Mein Tipp also, kauf dir Lieber einen Guten Full-HD 28 Zoll Bildschirm, anstatt dir für dass Vielfache an Geld ein Gerät hinzustellen welches du eh nie Wirklich nutzen kannst :9

mfg Storm


----------



## JoM79 (29. April 2015)

700€ sind billig für nen TV und warum setzt du dich freiwillig 30cm vor einen über 1m grossen TV?
Das ist viel zu nah, bei 30cm wäre ein 22" Monitor schon zu gross.
Hast du nicht anders Platz oder hast du extrem schlechte Augen?


----------



## Lost-Wolf (29. April 2015)

700€ für einen UHD TV?
Das muss echt günstig gewesen sein.
Kein Plan wie groß deiner ist und du wirklich davon entfernt sitzt, aber diese Auflösung macht (in meinen Augen) bei einem TV erst ab 60" Sinn.
Sitze bei meinem 65er ca. 2,5m entfernt und müsste eigentlich sogar noch näher hin um die Auflösung mehr zu genießen.

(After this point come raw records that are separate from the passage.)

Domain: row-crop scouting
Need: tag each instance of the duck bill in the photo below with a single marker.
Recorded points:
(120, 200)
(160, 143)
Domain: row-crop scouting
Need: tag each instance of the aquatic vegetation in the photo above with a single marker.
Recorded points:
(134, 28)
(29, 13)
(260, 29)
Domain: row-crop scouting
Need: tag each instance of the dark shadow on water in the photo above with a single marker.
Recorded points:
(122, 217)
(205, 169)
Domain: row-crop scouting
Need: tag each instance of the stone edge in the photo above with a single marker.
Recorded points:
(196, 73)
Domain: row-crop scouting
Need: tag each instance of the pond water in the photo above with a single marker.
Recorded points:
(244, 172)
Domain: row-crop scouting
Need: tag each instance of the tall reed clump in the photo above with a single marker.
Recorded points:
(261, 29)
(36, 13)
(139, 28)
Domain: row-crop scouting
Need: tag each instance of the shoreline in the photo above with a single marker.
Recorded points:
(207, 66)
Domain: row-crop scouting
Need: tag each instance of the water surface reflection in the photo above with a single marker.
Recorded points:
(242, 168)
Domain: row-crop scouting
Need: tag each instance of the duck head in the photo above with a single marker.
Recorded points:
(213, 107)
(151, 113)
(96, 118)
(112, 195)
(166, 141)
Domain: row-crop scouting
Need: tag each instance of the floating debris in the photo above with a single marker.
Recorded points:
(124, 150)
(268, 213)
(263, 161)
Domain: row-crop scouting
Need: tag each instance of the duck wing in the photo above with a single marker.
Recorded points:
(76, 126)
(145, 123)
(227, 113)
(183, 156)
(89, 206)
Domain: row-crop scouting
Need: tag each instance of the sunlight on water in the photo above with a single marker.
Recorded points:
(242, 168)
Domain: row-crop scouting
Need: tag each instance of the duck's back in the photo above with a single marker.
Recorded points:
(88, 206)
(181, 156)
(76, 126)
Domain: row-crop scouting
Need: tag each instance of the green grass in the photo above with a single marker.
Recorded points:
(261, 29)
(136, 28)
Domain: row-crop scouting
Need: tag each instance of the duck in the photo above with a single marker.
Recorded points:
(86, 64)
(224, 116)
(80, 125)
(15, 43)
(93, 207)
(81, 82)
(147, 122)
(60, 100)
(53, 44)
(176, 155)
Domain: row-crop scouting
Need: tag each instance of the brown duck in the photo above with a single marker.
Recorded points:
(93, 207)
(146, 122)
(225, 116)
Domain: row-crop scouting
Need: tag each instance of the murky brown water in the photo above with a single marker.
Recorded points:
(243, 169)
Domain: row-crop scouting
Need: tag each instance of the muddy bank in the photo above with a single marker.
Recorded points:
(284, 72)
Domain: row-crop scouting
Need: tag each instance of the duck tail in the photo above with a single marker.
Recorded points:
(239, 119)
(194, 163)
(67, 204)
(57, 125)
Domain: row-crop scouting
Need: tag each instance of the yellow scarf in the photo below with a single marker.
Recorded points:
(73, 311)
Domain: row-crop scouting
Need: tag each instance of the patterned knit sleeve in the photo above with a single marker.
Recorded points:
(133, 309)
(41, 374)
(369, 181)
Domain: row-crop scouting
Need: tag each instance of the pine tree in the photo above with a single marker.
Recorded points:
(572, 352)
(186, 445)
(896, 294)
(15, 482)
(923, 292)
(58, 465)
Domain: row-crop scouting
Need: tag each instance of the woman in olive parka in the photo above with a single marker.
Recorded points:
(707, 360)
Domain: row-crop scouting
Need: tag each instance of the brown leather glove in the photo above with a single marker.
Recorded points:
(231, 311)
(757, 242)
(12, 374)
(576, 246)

Bei Windows musst du einfach nur eine skallierung einstellen.
200% währen wieder die Größe eines 1080er Bildschirms.
Mich nervt die ganze Zeit schon diese 1080er Auflösung bei meinen beiden 27" Bildschirmen.
Und mit einem 4k Bildschirm könnte ich ja eben die Skallierung so einstellen das es von der Größe her passt 

Kann wer nochmal weng mehr zu dem oben genannten Samsung Gerät sagen?


----------



## Wanderer1980 (29. April 2015)

M4gic schrieb:


> Ihr Nvidia-Nutzer könnt 4K doch einfach testen. Downsampling und fertig, so habe ich vor zwei Jahren angefangen... (auf einem Full HD Bildschirm mit 2880x1620)
> MSAA sollte natürlich aus bleiben, aber bei mir machen alle Spiele auf 4K Spaß.
> Bisher unspielbar ist nur Assassins Creed Unity, da es anscheinend besch... programmiert ist. Ich zocke Diablo 3, alle CoD Teile, Battlefield 3, 4, "5", Grid Autosport, The Hunter, Unreal, GTAV, usw. mit GSync  natürlich 60 Hz 144 wären total utopisch.
> 
> Bei Full HD fange ich an meine Brille zu suchen, vllt. wird die XBox One deswegen auch nur für Fifa und Netflix benutzt



Downsampling kannst du aber mit native 4K nicht vergleichen. dein Full HD hat trotz Downsampling nicht mehr Pixel 
ich sehe Downsampling einfach als AA Methode an


----------



## Laggy.NET (29. April 2015)

Wanderer1980 schrieb:


> Downsampling kannst du aber mit native 4K nicht vergleichen. dein Full HD hat trotz Downsampling nicht mehr Pixel
> ich sehe Downsampling einfach als AA Methode an




Trotzdem steigert Downsampling auch die Bildschärfe enorm. Das Bild ist sehr viel Detaillierter.

Wenn man in 4K komplett ohne AntiAliasing mit FXAA das Bild vermatscht, dann ist der Unterschied zu nem 4K downsampled Bild @ 1080p in perfekter Schärfe nicht mehr wirklich groß... Mit dem Vorteil, dass das Bild zusätzlich komplett Flimmerfrei ist, was bei nativem 4K + FXAA nicht der Fall ist. (ja, Aliasing ist viel kleiner und schwerer erkennbar, aber vorhanden)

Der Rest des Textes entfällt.